Diaspora Sounds: Innovation and Creativity in Music Learning and Performance

Friday 1st June 2018, 9:30am to 6:30pm
Richard Hoggart Building 167, Goldsmiths, University of London

This one-day symposium will bring together academics and musicians to discuss innovation and creativity in diasporic music learning and performance. Cutting across disciplinary boundaries and across sectors, Diaspora Sounds will address current musical practices in diasporic communities in the UK. The symposium will provide an opportunity for engagement and dialogue between academics and musicians involved in teaching and performance to develop new perspectives.
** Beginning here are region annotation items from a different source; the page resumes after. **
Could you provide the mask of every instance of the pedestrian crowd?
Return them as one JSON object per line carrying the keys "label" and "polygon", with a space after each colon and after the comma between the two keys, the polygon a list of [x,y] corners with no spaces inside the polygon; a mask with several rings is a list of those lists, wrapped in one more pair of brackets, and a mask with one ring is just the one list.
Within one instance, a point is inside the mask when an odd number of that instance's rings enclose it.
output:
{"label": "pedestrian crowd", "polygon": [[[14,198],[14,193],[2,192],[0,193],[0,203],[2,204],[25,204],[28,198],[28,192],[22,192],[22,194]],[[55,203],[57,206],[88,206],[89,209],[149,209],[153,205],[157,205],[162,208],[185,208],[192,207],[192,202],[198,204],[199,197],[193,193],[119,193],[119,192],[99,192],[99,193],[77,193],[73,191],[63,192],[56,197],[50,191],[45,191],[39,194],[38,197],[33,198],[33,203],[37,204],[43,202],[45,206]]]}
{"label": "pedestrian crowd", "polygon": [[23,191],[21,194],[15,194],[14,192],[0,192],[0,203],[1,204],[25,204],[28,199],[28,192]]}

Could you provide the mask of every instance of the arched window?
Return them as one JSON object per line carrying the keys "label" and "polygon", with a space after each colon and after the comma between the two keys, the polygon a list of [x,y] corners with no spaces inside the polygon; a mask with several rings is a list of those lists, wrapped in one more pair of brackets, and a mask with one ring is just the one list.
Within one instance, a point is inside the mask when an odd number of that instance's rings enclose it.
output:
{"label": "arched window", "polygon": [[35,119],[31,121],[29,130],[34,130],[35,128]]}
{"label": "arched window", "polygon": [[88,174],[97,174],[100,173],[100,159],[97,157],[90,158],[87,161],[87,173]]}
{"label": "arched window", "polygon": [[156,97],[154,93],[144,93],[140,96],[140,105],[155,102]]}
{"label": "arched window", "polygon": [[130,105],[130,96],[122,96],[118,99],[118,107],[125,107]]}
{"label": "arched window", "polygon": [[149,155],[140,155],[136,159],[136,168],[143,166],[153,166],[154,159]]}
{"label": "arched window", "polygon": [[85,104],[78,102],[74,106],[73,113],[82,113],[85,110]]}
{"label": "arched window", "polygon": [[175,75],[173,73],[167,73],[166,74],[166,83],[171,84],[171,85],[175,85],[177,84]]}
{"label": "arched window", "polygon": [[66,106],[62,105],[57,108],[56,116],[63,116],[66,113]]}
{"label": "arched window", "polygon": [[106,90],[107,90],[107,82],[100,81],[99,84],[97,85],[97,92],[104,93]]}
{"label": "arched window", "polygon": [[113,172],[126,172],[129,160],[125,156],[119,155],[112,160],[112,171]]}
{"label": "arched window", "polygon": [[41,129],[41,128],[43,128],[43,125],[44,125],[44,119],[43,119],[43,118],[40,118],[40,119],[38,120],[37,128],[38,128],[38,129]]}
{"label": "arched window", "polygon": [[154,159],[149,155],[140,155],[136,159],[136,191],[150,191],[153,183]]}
The symposium is convened by Jasmine Hornabrook and sponsored by the Institute for Music Research (IMR) and the Asian Music Unit (AsMU) at Goldsmiths.

For more information, see https://www.gold.ac.uk/calendar/?id=11448

The symposium is free to attend, but please register here https://www.eventbrite.com/e/diaspora-sounds-symposium-tickets-44884908971

Preliminary Schedule of the day:

9:30 – 10:00           Registration and Coffee

 

10:00 – 10:10         Welcome

 

10:10 – 11:40          Session 1


Music and Gestures: Intercultural Music-making for the Korean Taegum Flute

Hyelim Kim (Bath Spa University/SOAS)


'Undone' by Tarang: A new hybrid genre for a global diaspora

Alok Nayak (University of Liverpool)


Becoming Subbulakshmi and Nagarathanammal's Dream

Priya Srinivasan (University of Melbourne)

                              

 

11:40 – 11:55          Break


11:55 - 12:40           Cyborg mantras and the technologies of transnational creativity

                                 Keynote by Prof Tina K. Ramnarine (Royal Holloway, University of London)

                            

12:40 – 13:40          Lunch (not provided)

 

13:40 – 15:40          Session 2


The King is back home! Music encounters between Africans from both sides of the ocean

Eugenio Giorgianni (Royal Holloway, University of London)


The Sonic Intimacies of Jungle Pirate Radio

Malcolm James (University of Sussex)


Malagasy musicians in diasporic and trasnational setting: Can researchers, film makers and musicians create a common narrative?

Ulrike H. Meinhof (University of Southampton)


East to East? South Indian classical music on the periphery of mainstream arts

Mithila Sarma (musician and artistic director of the zerOclassikal project)


15:40 – 16:10      Coffee/Tea

 

16:10 – 17:30      Panel discussion: Diasporic music, Cultural diversity and Arts funding

 

Introduction by panel chair, Anamik Saha (Goldsmiths, University of London)


Followed by presentations and discussion by:

Kiruthika Nadarajah (Raga Room)

 

An-Ting Chang (Chinese Art Now)

 

Errol Francis (Culture&)

 

17:30 – 17:40      Closing remarks

 

17:40 – 18:00      Drinks


18:00 - 18:30       Performance: A collaboration between artists-in-residence at Goldsmiths

                             - Lili Suparli and Rudi Mukhram from West Java, Indonesia - and South

                             Indian percussionists from Tarang.